Consumer sentiment is increasingly negative due to 'down-trading' as high inflation forces households toward cheaper supermarket brands. Skepticism is rising regarding Nomad's 'pricing power'; the company's inability to raise prices in 2025 without triggering massive volume losses suggests brand equity is eroding. Additionally, impending UK regulatory restrictions on HFSS (High Fat, Sugar, Salt) food advertising by 2026 pose a structural risk to the visibility of key product lines like Goodfella’s pizza (The Guardian, The Grocer).

Full Earnings Call Transcript

Full Earnings Call Transcript — Q4 • 2026-02-26

Operator: Greetings, everyone, and welcome to the Nomad Foods' Fourth Quarter of 2025 Q&A Conference Call. Please be aware that today's event is being recorded. I'd now like to turn the floor over to your host, Jason English, Head of Investor Relations. Please go ahead.
Jason English: Thank you. Hello, and welcome to Nomad Foods' Fourth Quarter 2025 Earnings Question-and-answer Session. We have posted the associated press release, prepared remarks and investor presentation on Nomad Foods website at nomadfoods.com.

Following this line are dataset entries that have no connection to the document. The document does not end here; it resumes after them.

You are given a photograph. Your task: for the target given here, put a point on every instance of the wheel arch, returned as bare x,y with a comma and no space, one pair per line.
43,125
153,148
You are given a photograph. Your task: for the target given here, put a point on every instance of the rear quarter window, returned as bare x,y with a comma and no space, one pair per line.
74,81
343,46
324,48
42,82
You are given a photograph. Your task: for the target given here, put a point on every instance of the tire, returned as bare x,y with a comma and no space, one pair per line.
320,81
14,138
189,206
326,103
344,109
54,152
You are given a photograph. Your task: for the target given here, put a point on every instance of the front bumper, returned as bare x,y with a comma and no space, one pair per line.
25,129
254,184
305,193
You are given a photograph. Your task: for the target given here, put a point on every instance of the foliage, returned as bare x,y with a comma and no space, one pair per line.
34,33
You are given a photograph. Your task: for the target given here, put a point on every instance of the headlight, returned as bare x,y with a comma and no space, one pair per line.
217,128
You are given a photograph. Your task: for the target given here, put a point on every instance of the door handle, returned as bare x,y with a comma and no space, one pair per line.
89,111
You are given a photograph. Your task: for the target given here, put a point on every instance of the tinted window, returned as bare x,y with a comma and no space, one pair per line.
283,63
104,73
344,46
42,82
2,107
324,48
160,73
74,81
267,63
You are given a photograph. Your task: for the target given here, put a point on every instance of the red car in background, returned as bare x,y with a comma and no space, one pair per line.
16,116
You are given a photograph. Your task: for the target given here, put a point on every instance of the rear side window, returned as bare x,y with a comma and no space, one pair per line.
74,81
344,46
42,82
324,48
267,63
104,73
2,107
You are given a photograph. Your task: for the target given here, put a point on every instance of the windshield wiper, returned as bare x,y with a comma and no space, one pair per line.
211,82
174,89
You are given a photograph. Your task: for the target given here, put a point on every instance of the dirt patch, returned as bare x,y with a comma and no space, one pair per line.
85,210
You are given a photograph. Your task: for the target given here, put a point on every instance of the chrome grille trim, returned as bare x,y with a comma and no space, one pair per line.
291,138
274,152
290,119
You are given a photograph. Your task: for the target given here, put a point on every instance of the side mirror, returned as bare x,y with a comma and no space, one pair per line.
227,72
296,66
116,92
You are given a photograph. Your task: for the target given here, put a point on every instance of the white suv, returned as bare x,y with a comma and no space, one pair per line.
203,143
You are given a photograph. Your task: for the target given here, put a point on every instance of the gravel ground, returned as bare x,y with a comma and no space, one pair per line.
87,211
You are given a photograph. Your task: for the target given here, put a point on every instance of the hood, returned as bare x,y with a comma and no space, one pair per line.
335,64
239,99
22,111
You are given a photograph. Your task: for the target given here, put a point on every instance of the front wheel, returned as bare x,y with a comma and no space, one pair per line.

I hope you've all had a chance to review that. I'm Jason English, Head of Investor Relations and Corporate Strategy. I'm joined by Dominic Brisby, our CEO; and Ruben Baldew, our CFO. During this call, we will make forward-looking statements about the performance that are based on our view of the company's prospects, expectations and intentions at this time. Actual results may differ due to risks and uncertainties, which are discussed in our press release, our filings with the SEC and our investor presentation, which includes cautionary language. We will also discuss non-IFRS financial measures during the call today. These non-IFRS financial measures should not be considered a replacement for and should be read together with IFRS results. Users can find the IFRS to non-IFRS reconciliations within our earnings release and in the appendices at the end of the slide presentation available on our website. Please note that certain financial information within this presentation represents adjusted figures. All adjusted figures have been adjusted primarily for, when applicable, share-based payment expenses and related employer payroll taxes, exceptional items and foreign currency translation charges and/or gains. Unless otherwise noted, today's comments from here will refer to those adjusted numbers. There it is, the fun part is out of the way. With that, operator, let's open the line to questions.
Operator: [Operator Instructions] And our first question comes from Jon Tanwanteng from CJS Securities.
Jonathan Tanwanteng: The first one I would ask, if you could, is what are the underlying components of volume and price in your guidance? And if you could go beyond that, perhaps what's your thoughts on net pricing versus inflation after the year?
Ruben Baldew: Yes. So we have a guidance. Thanks for the question, first of all, Ruben speaking here. So our overall guidance is a net sales guidance. We're not breaking it down in terms of volumes and in terms of price, but I can give you a bit more context. As you've heard this morning also in our prepared remarks, we are guiding for a negative decline. And the main reason for that is the following. Firstly, we're in the midst of our negotiations, our annual negotiation. And this is normal with -- as it is normal with negotiation, we're seeing some delay and disruption and retaliation. We think that's temporary, but that will have an impact on our guidance. Second bit is that big part of our inflation actually is in Fish. We're seeing cost inflation in Fish. So we will be taking pricing on Fish. We expect competition to follow. But as we've seen in the past, there might be a time lag, and that's actually the biggest contributor to our negative guidance. And thirdly, as Dominic shared, this will be a year where we will be driving change, change to make Nomad the better company in terms of driving opportunities, but with change does come disruption. Now the first 2 points links to your question on volume and price. We do expect price to be a contributor. But also when we talk about price, there's mix in there. We will be continuing to drive potatoes growth. So that will be a bit of an offset there. But we also expect negative volume because of the reasons I mentioned, especially on taking price in Fish and the price lag of our competition.
Jonathan Tanwanteng: Understood. Looking beyond '26, how should we expect normalized growth to look like, especially relative to the long-term targets you put out last year, especially if you take all these initiatives to improve your operating structure and efficiency?
Dominic Brisby: So this is Dominic. Thanks for the question. So first of all, to be clear, I fully expect us to return to growth in 2027 and 2028, and I see tremendous growth potential for this business. What I'm not going to do right now is to commit to specific numbers or ranges currently. We're currently in the process of putting together multiyear plans in terms of what we're going to deliver and how we're going to deliver them. And I'm excited to have the chance to share these with you at our Analyst Day later this year. At that time, we'll be much more specific in terms of what we're going to do, what our building blocks are and what our multiyear targets are. But just to put this in context, a measure of how much I believe in this business and how much Ruben believes in this business is the fact that over the coming weeks, we're both going to be making substantial share purchases in the company. So 2026 is a transition year. It's a year in which we're enacting a lot of change, but the long-term future in our mind looks very positive.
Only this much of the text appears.